After snubbing President Obama’s Camp David Summit, King Salman of Saudi Arabia is now going to use the nuclear option. It is being reported that Saudi Arabia had made the “strategic decision” to purchase a nuclear weapon from Pakistan. It is clear that Saudi Arabia questions President Obama’s pledge that the United States will have its back if there is any threat to the Kingdom. Perhaps it is because he lost credibility when he backed off of his “red Line” pledge in Syria.
Talking about that red-line, the Washington Times reports that "there are numerous reports of (Syrian President) Mr. Assad using chlorine bombs against rebel forces over the past several weeks. Chlorine is not a prohibited substance under international treaties — it has countless civilian uses familiar to all Americans, from laundry bleach to swimming pool and drinking water cleansers. But its use in bombs shells or any other weapons is prohibited.”
Oil also should have got some support from the falling rig count. Oil bears tried to make a big deal that the drop in rig counts was only eight, one of the smallest in a record string of 22-weekly pullback, but you can’t keep cutting rigs at the same pace or soon you will have no rigs operating. The oil rig count is down close to 60% from its peak of 1,609, hit back in October and is the lowest oil rig count total since August 2010. Maybe the cut in rigs is leveling off but there are still problems in the patch.
Dow Jones reports that Bernstein says oil's price slump within the past year has placed 22 small-cap and private companies, with total assets of $33 billion and estimated production of 383,000 barrels of oil equivalent per day, at risk of going bust. A dozen of the firms have production assets in North America, with the rest spread evenly across South America, Europe and Asia Pacific.

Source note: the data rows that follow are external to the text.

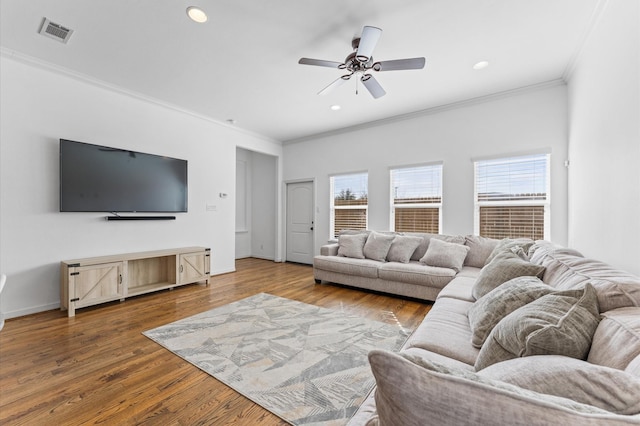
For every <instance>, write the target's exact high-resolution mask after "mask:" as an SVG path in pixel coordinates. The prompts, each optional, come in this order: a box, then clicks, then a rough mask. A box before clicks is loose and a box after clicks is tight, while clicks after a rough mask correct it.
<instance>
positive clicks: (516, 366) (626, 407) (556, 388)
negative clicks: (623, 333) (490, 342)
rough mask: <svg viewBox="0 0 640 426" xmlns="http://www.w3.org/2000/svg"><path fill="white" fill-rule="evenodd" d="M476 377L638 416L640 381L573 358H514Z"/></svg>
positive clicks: (539, 355)
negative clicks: (568, 398)
mask: <svg viewBox="0 0 640 426" xmlns="http://www.w3.org/2000/svg"><path fill="white" fill-rule="evenodd" d="M478 375H480V376H482V377H488V378H491V379H495V380H501V381H503V382H507V383H511V384H513V385H516V386H520V387H522V388H524V389H529V390H532V391H536V392H540V393H545V394H548V395H556V396H561V397H563V398H569V399H572V400H574V401H577V402H581V403H583V404H588V405H593V406H594V407H598V408H602V409H603V410H607V411H610V412H612V413H616V414H624V415H633V414H639V413H640V379H638V378H637V377H634V376H632V375H630V374H627V373H625V372H623V371H620V370H617V369H615V368H609V367H602V366H600V365H594V364H590V363H588V362H585V361H582V360H578V359H575V358H569V357H565V356H560V355H538V356H531V357H527V358H516V359H511V360H508V361H503V362H499V363H497V364H493V365H492V366H490V367H487V368H485V369H484V370H482V371H480V372H478Z"/></svg>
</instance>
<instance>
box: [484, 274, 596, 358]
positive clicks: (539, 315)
mask: <svg viewBox="0 0 640 426" xmlns="http://www.w3.org/2000/svg"><path fill="white" fill-rule="evenodd" d="M599 320H600V315H599V313H598V298H597V295H596V292H595V290H594V288H593V287H592V286H591V285H589V284H587V285H586V286H585V287H584V288H583V289H580V290H567V291H563V292H555V293H551V294H547V295H545V296H542V297H541V298H539V299H538V300H534V301H533V302H531V303H529V304H527V305H524V306H523V307H521V308H519V309H516V310H515V311H513V312H512V313H510V314H509V315H507V316H506V317H504V318H503V319H502V320H501V321H500V322H499V323H498V324H497V325H496V326H495V327H494V329H493V330H492V331H491V333H490V334H489V337H487V340H486V341H485V343H484V345H482V349H481V350H480V353H479V354H478V358H477V359H476V363H475V367H476V370H482V369H483V368H486V367H488V366H490V365H492V364H495V363H497V362H500V361H505V360H507V359H512V358H517V357H523V356H530V355H566V356H570V357H573V358H578V359H586V358H587V355H588V354H589V347H590V346H591V339H592V338H593V334H594V333H595V331H596V327H597V326H598V322H599Z"/></svg>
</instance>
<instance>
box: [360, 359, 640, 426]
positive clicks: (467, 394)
mask: <svg viewBox="0 0 640 426" xmlns="http://www.w3.org/2000/svg"><path fill="white" fill-rule="evenodd" d="M369 363H370V364H371V370H372V372H373V375H374V377H375V380H376V392H375V400H376V407H377V412H378V417H379V424H380V425H403V426H419V425H425V424H442V425H472V424H477V425H484V424H495V425H507V424H508V425H516V426H520V425H532V424H537V425H543V424H581V425H588V426H594V425H601V424H603V423H606V424H610V423H608V422H610V421H612V420H614V423H611V424H626V422H628V424H634V423H636V421H637V419H636V420H635V421H634V419H629V418H627V417H623V416H617V415H615V414H611V413H608V412H606V411H604V410H602V409H599V408H596V407H593V406H589V405H585V404H581V403H578V402H575V401H572V400H570V399H567V398H561V397H557V396H553V395H545V394H542V393H538V392H534V391H530V390H528V389H523V388H520V387H518V386H514V385H511V384H508V383H504V382H501V381H498V380H493V379H490V378H486V377H482V376H480V375H479V374H477V373H473V372H470V371H465V370H458V369H454V368H448V367H446V366H443V365H440V364H438V363H435V362H432V361H430V360H427V359H421V358H416V357H413V356H411V355H409V354H406V355H405V354H394V353H392V352H387V351H381V350H373V351H371V352H370V353H369ZM615 420H617V421H618V422H619V423H616V422H615Z"/></svg>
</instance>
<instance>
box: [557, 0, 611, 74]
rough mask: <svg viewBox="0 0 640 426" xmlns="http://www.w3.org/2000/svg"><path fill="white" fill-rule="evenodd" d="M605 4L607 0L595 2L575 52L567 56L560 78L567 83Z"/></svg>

"If Western oil majors are suffering losses across the board for the first time ever, there must be material pressure on operators at the lower end of the spectrum," the investment bank says. Companies which Bernstein says are under duress include North American shale producers Quicksilver and American Eagle Energy, both of which have filed for bankruptcy protection within the past two months. Also at risk is Afren (AFR.LN).